北海道のサケ、釣り人の身勝手で“無法地帯” 資源減少の町が訴える窮状 「業者の関与が疑われる」ケースも
本格的な秋サケのシーズンが到来し、各地でサケ漁が最盛期を迎えている。国内漁獲量の9割以上を占める北海道では、年々サケの数が減少しており、今年は不漁とされた昨年からさらに半減するとの見通しもある。オホーツクの一部海域では、釣り自粛の呼び掛けや独自ルールの制定を進めているが、悪質な釣り人も多く、自治体は頭を抱えている。

オホーツクの一部海域では9月1日から法令に基づき罰則を規定
本格的な秋サケのシーズンが到来し、各地でサケ漁が最盛期を迎えている。国内漁獲量の9割以上を占める北海道では、年々サケの数が減少しており、今年は不漁とされた昨年からさらに半減するとの見通しもある。オホーツクの一部海域では、釣り自粛の呼び掛けや独自ルールの制定を進めているが、悪質な釣り人も多く、自治体は頭を抱えている。
「サケマス釣りルール看板が壊されてました。悪質なケースですので、警察に被害届を提出しました。このようなケースが続く場合は、釣場を閉鎖します」
先月31日、北海道・斜里町役場の公式アカウントが投稿した写真には、海岸に設置されたサケマス釣りのルール看板が、何者かに破損された様子が収められている。
斜里町では、減少するサケ漁獲量への懸念を受け、2024年から「斜里海浜サケ・マス釣りルール」を制定。場所取りやごみ不法投棄の禁止、指定区域・期間のサケ・マス採捕禁止、釣竿の数は3本まで、1人1日3匹までなど、細かいルールを設けている。昨年まで強制力はなかったが、網走市・小清水町・斜里町などオホーツクの一部海域では、9月1日から法令に基づき罰則を規定。注意や指導に従わない場合、1年以下の懲役、または50万円以下の罰金が科される。
斜里町水産林務課の担当者は、ENCOUNTの取材に「看板は7月下旬に設置し、8月29日の朝、釣り人からの通報によって破損を確認しました。明らかに故意で悪質なため、警察に被害届を提出しています」と経緯を説明。

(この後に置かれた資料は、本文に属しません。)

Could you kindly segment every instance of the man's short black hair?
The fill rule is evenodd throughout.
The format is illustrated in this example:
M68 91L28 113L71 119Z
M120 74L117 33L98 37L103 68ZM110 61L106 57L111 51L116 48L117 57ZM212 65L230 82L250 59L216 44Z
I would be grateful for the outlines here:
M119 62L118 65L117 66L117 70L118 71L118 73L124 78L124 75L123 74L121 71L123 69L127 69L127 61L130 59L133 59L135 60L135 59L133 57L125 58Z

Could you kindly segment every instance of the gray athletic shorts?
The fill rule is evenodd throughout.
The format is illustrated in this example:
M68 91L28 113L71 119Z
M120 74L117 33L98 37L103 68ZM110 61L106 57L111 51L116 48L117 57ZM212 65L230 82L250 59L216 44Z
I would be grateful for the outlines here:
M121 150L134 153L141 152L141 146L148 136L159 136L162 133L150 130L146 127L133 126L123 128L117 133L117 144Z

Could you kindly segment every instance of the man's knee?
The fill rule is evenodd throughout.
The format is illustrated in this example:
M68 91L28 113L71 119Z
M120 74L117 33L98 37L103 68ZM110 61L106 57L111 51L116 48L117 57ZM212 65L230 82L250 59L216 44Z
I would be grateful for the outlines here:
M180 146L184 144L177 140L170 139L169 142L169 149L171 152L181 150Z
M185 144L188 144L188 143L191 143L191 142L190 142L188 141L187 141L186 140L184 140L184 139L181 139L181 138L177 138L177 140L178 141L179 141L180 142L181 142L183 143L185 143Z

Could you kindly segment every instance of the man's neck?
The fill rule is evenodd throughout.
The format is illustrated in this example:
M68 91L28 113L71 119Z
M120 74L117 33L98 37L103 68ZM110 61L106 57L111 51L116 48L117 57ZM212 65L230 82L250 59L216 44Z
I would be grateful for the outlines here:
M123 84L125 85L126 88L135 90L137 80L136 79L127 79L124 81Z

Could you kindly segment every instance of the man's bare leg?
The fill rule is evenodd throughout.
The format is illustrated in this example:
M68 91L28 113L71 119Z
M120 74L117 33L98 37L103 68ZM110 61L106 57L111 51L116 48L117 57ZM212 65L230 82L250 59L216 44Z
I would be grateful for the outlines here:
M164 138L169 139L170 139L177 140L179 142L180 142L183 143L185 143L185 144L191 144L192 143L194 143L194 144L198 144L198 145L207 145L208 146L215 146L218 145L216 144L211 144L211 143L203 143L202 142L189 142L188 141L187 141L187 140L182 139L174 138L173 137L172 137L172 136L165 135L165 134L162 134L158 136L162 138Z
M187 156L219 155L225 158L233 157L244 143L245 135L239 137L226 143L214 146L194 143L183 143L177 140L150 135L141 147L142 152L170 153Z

「場所取りのため、浜に勝手に杭を打ちロープを張る、テントや小屋を建てて長期間住み着くなど、目を覆いたくなるような惨状で、ごみや糞尿はその場に放置、占有行為として小屋やテントを撤去しても翌日には元通りという無法地帯でした。怖くて浜に近寄れないという住民の声も多く、近隣の他市町村では、獲ったサケをトラックで集荷しているなど、業者の関与が疑われる情報も寄せられています」と一連のルール制定の背景を語る。
今年、サケ釣り自粛期間を昨年の約1週間から約20日間に引き延ばした標津町水産課の担当者も「サケの遡上数減少は深刻。河川パトロールやポスター配布も実施しているが、標津町では自粛要請のため強制力がなく、あくまでお願いベース。漁業組合の自主規制期間に合わせて、釣り人の方にも自粛をお願いしている」と苦しい胸の内を明かす。
サケは北海道の漁業や食文化を支えてきた象徴的な魚だ。その数が急減する中で、心ない釣り人によるルール破りや妨害行為が続けば、資源回復はさらに遠のく。サケ資源の減少という深刻な現実を前に、釣り人一人ひとりのモラルが問われている。